The following selection of specialties is intended to help answer this question frequently asked by tourists. It becomes clear that Leipzig's culinary offerings are not just a "mixed bag" but also offer many surprising things: Colorful and healthy - and synonymous with Leipzig's cuisine:. Leipzig's most famous speciality is "Leipziger Allerlei", a main dish made from fresh vegetables.
It achieved a high level of national fame, especially in the 19th and 20th centuries. But unlike "Leipziger Lerche", the history of the vegetable dish, which was called "Allerlei" in Leipzig around , is unclear. It seems to have only received the original name "Leipziger" when it was included in various cookbooks. The innkeepers usually offered the local speciality "all sorts of only young vegetables" from March to August.

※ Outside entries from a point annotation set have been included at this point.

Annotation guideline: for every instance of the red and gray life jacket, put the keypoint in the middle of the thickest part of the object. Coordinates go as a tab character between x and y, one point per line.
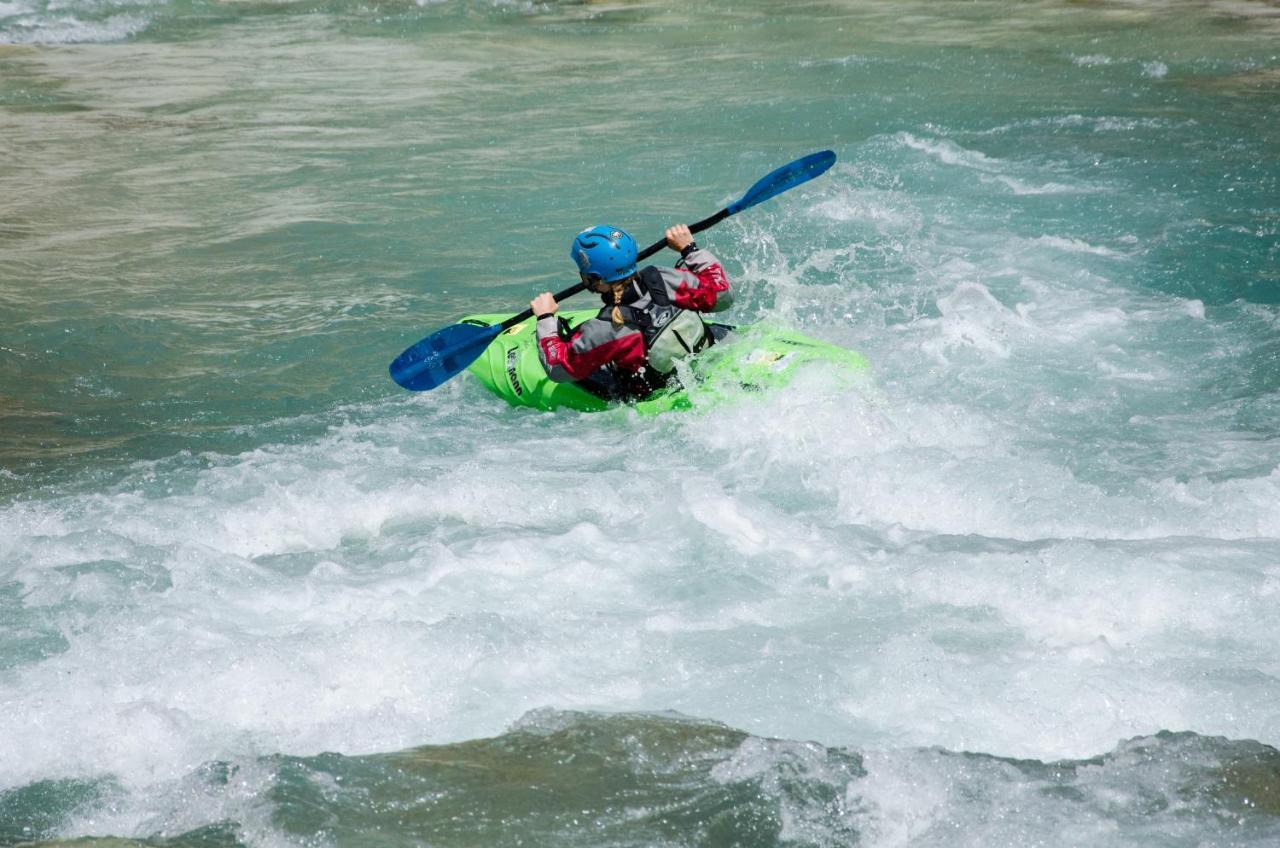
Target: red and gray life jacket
661	326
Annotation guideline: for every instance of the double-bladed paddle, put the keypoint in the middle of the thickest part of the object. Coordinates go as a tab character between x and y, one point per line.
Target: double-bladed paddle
448	351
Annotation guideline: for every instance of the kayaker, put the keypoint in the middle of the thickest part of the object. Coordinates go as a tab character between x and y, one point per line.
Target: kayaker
649	320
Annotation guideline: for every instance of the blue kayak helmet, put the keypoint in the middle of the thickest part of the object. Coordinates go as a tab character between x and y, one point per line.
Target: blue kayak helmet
604	252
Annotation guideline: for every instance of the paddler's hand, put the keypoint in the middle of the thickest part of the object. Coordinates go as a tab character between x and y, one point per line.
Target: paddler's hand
543	305
679	237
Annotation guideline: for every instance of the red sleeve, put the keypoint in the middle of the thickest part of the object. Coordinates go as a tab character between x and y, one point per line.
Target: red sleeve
712	282
562	361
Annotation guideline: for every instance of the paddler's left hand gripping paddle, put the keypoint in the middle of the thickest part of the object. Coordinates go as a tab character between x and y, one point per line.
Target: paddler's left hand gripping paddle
448	351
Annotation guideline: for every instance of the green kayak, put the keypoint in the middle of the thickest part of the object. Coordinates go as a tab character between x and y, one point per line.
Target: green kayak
750	359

According to the classic traditional recipe, it includes not only various young vegetables such as carrots, kohlrabi, asparagus and cauliflower, but also morels, crayfish tails and bread dumplings. The original "Leipziger Allerlei" is served in April, when the asparagus season begins, the closed season for crayfish is over and the vegetables have been freshly harvested. Ingredients: g each of carrots, kohlrabi, asparagus, cauliflower and morels; g pods; crayfish; g butter; eggs; 1 mace; grated bread; 50 g flour; milk Preparation: Clean the carrots and kohlrabi and cut into evenly long strips.

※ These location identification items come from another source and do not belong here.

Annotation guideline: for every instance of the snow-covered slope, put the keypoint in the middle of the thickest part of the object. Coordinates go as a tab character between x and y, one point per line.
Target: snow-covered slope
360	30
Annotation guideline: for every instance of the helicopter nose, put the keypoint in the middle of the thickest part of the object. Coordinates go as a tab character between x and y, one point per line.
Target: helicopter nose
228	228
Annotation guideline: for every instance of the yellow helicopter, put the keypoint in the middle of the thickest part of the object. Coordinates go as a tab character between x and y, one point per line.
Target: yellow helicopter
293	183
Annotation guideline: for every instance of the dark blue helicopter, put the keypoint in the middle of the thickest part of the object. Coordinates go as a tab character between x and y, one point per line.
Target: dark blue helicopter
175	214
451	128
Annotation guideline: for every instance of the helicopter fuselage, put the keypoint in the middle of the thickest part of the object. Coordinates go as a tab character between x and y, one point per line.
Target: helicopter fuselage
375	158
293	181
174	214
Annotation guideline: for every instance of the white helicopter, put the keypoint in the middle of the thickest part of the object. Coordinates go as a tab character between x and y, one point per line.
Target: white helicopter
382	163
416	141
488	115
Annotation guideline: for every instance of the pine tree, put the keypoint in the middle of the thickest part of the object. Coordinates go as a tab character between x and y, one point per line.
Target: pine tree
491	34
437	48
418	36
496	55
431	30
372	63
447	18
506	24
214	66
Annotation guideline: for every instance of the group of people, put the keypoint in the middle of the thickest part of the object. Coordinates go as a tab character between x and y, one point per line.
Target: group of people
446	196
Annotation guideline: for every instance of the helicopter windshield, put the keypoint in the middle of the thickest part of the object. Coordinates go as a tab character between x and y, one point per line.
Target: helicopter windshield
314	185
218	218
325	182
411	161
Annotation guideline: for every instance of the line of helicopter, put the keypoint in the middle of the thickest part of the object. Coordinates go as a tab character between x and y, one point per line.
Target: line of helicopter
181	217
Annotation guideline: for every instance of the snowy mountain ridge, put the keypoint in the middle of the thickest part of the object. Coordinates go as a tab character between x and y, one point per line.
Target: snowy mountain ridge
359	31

Then peel the hard inner skin from the pods and cook everything with the pod seeds in salted water. Steam the peeled asparagus, cut into finger-thick strips, in a light broth. Divide the cauliflower into florets and cook in milk water to which salt and butter have been added. Divide the morels and steam in butter until soft. Cut the boiled crabs into pieces, carefully break off the tails and rub the cleaned noses with salt.